NEW YORK ( TheStreet) -- U.S. stock futures were pointing lower Monday after weak jobs growth in the U.S. had investors fretting growth in the world's-largest economy was losing momentum.
European stocks were trading lower, while Asian stocks ended Monday on the downside.
Japan's Nikkei 225 index fell 1.4% o 8,896.88 while China's Shanghai Composite declined 2.4% to 2,170.81. Inflation figures for China released Monday showed the consumer price index at its lowest since January 2010, giving Beijing more room to continue adding stimulus.
U.S. stocks on Friday fell after a Labor Department report showed the U.S. economy produced fewer than 100,000 jobs for the third month in a row.The Dow Jones Industrial Average declined 124.20 points, or 0.96%, to 12,772, and closed down 0.84% for the week. The S&P 500 slipped 12.90 points, or 0.94%, to 1,355; it closed down 0.55% for the week. The Nasdaq slid 38.79 points, or 1.3%, to 2,937, and was flat for the week.

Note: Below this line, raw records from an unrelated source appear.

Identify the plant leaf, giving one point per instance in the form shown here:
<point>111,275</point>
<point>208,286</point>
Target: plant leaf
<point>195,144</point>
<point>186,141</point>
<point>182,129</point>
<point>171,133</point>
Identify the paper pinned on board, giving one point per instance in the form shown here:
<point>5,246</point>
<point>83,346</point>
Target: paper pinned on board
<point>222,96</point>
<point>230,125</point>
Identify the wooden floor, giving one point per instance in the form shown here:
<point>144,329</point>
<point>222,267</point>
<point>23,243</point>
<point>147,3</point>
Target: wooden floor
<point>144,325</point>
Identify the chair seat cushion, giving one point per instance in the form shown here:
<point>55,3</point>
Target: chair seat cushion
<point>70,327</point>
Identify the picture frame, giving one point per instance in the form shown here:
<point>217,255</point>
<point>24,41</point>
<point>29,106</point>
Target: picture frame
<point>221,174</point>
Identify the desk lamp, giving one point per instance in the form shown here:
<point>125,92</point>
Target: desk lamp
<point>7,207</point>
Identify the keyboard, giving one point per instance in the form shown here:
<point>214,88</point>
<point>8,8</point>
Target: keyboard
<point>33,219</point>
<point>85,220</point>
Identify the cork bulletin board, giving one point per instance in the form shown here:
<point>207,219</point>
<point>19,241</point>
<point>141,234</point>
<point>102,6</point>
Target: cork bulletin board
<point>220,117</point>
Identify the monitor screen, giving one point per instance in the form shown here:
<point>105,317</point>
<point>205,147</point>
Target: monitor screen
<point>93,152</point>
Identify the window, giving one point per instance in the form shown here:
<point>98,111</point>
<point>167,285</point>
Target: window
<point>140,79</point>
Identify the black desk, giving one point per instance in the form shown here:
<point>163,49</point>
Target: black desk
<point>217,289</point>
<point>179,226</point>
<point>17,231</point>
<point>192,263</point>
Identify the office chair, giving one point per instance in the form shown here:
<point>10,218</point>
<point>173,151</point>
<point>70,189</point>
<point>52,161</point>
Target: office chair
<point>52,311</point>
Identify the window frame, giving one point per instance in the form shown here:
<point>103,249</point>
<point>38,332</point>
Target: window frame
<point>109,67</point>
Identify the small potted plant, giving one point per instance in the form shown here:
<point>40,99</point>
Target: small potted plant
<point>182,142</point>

The economic calendar in the U.S. on Monday is light, with only May U.S. consumer credit numbers to be released at 3 p.m. EDT.
Details are emerging on how eurozone officials will set up a banking supervisor for the 17-nation currency bloc, according to a report. Discussions are centering on the idea of an agency under the European Central Bank that will be the sole overseer of the 25 or so biggest banks in the eurozone, according to a report from The Wall Street Journal. Smaller banks in the currency bloc would continue to be supervised by their national financial-market regulators, the report said. But the national regulators would be under the control of the eurozone banking supervisor.
Alcoa (AA - Get Report) kicks off second-quarter earnings season after Monday's closing bell and analysts expect the aluminum giant to report profit of 5 cents a share on revenue of $5.83 billion.
Celgene (CELG - Get Report) isn't buying Human Genome Sciences (HGSI), according to a source in contact with Celgene management, reported TheStreet's Adam Feuerstein. Late Friday, Reuters, citing its own unnamed source, reported that Celgene was one of two possible bidders for Human Genome Sciences, which is trying to fight off a hostile, $13-a-share offer from GlaxoSmithKline (GSK).